Quando i numeri diventano allarmi, un territorio è chiamato a organizzare risposte. L’analisi di Margherita De Bac sul Corriere della Sera lo mostra con chiarezza: dal 2016 a oggi le prescrizioni di psicofarmaci a bambini e adolescenti in Italia sono più che raddoppiate, passando dallo 0,26% allo 0,6%. Una crescita del 130% che non parla solo di farmaci, ma di un sistema - forse da ridefinire, oltre che da finanziare ulteriormente - che intercetta il disagio troppo tardi. Ansia, autolesionismo, crisi di panico, ossessioni, depressione: non è un’improvvisa epidemia emotiva, è ciò che per anni è rimasto nascosto sotto la pelle delle relazioni e che oggi emerge in tutta la sua cruda evidenza.
E allora la domanda inevitabile è: che cosa significa tutto questo per il comprensorio orvietano? Significa che il disagio non è altrove: è già qui. Lo mostrano le scuole, alle prese quotidianamente con fragilità emotive e comportamentali. Lo confermano le famiglie, spesso disorientate e sole. E lo dicono soprattutto i tempi di attesa della Neuropsichiatria infantile, oggi schiacciata da una domanda che cresce più rapidamente delle risorse disponibili.
Un servizio “in affanno” non è un giudizio morale: è una condizione strutturale. Vuol dire mesi di attesa per una valutazione, carenza di neuropsichiatri e psicologi, difficoltà nel garantire percorsi riabilitativi continui e un aumento dei casi che arrivano quando il disagio è già diventato sintomo. E quando la risposta non arriva nei tempi giusti, cresce anche il rischio della medicalizzazione.
In una città che pensa al futuro, però, la prevenzione non è un lusso. Il Comune non può assumere specialisti né prescrivere cure, ma può agire nei luoghi cruciali del “prima” e del “durante”, dove si decide davvero la salute mentale dei nostri ragazzi.
Tre azioni sono alla portata.
Primo: un Tavolo permanente Infanzia e Adolescenza che riunisca neuropsichiatria, scuole, pediatri, consultorio, terzo settore e istituzioni locali. Non un organismo simbolico, ma uno spazio operativo per leggere insieme bisogni e priorità. Il disagio è trasversale: o si governa in rete, o diventa ingovernabile.

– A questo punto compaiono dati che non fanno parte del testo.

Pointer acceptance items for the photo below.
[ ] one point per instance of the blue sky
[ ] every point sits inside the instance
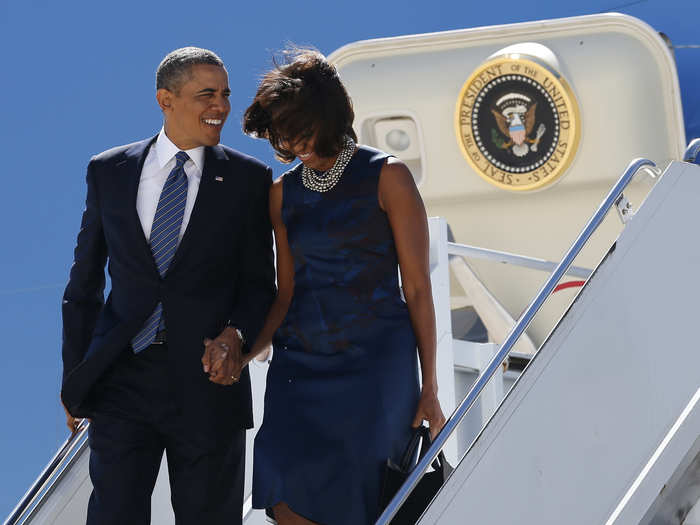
(78, 78)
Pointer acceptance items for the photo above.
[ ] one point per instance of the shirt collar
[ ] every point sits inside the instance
(166, 150)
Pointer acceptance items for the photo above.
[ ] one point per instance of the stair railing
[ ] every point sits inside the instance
(52, 473)
(692, 152)
(524, 321)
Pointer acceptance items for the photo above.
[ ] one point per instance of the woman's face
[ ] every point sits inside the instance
(305, 151)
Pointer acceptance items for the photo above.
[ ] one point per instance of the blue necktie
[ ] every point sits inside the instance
(165, 233)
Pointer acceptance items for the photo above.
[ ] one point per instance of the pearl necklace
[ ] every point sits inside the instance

Secondo: sportelli psicologici territoriali e scolastici, sostenuti anche dal Comune, per un primo ascolto competente e accessibile. In altri territori hanno ridotto fino al 40% gli invii impropri alla neuropsichiatria, liberando gli specialisti per i casi più complessi.
Terzo: un fast track psicologico per le urgenze non mediche - crisi emotive, stati d’ansia gravi, autolesionismo episodico, conflitti familiari acuti - con una presa in carico entro 72 ore da parte di equipe territoriali in raccordo con la USL. È il modo più efficace per evitare che ogni situazione esploda e finisca sulle spalle già fragili degli specialisti.
Il Comune non può restare spettatore: deve riconoscere questo disagio e agire come primo motore dell’organizzazione delle risposte.
La sofferenza degli adolescenti non è una questione privata: è un indicatore della qualità della vita di una comunità. E quando le liste d’attesa diventano muri, spetta alla politica locale aprire varchi; quando le famiglie non sanno da dove cominciare, tocca alle istituzioni accendere le luci; quando i servizi arrancano, serve una regia capace di tenere insieme i pezzi.
Un territorio che non protegge i suoi giovanissimi si impoverisce da solo. E partire dal dato nazionale sugli psicofarmaci non significa fare terrorismo psicologico, ma riconoscere che anche qui, nelle nostre scuole e nelle nostre case, il disagio è già realtà.
La scelta, ora, è se limitarci a registrarlo o iniziare finalmente a trasformarlo.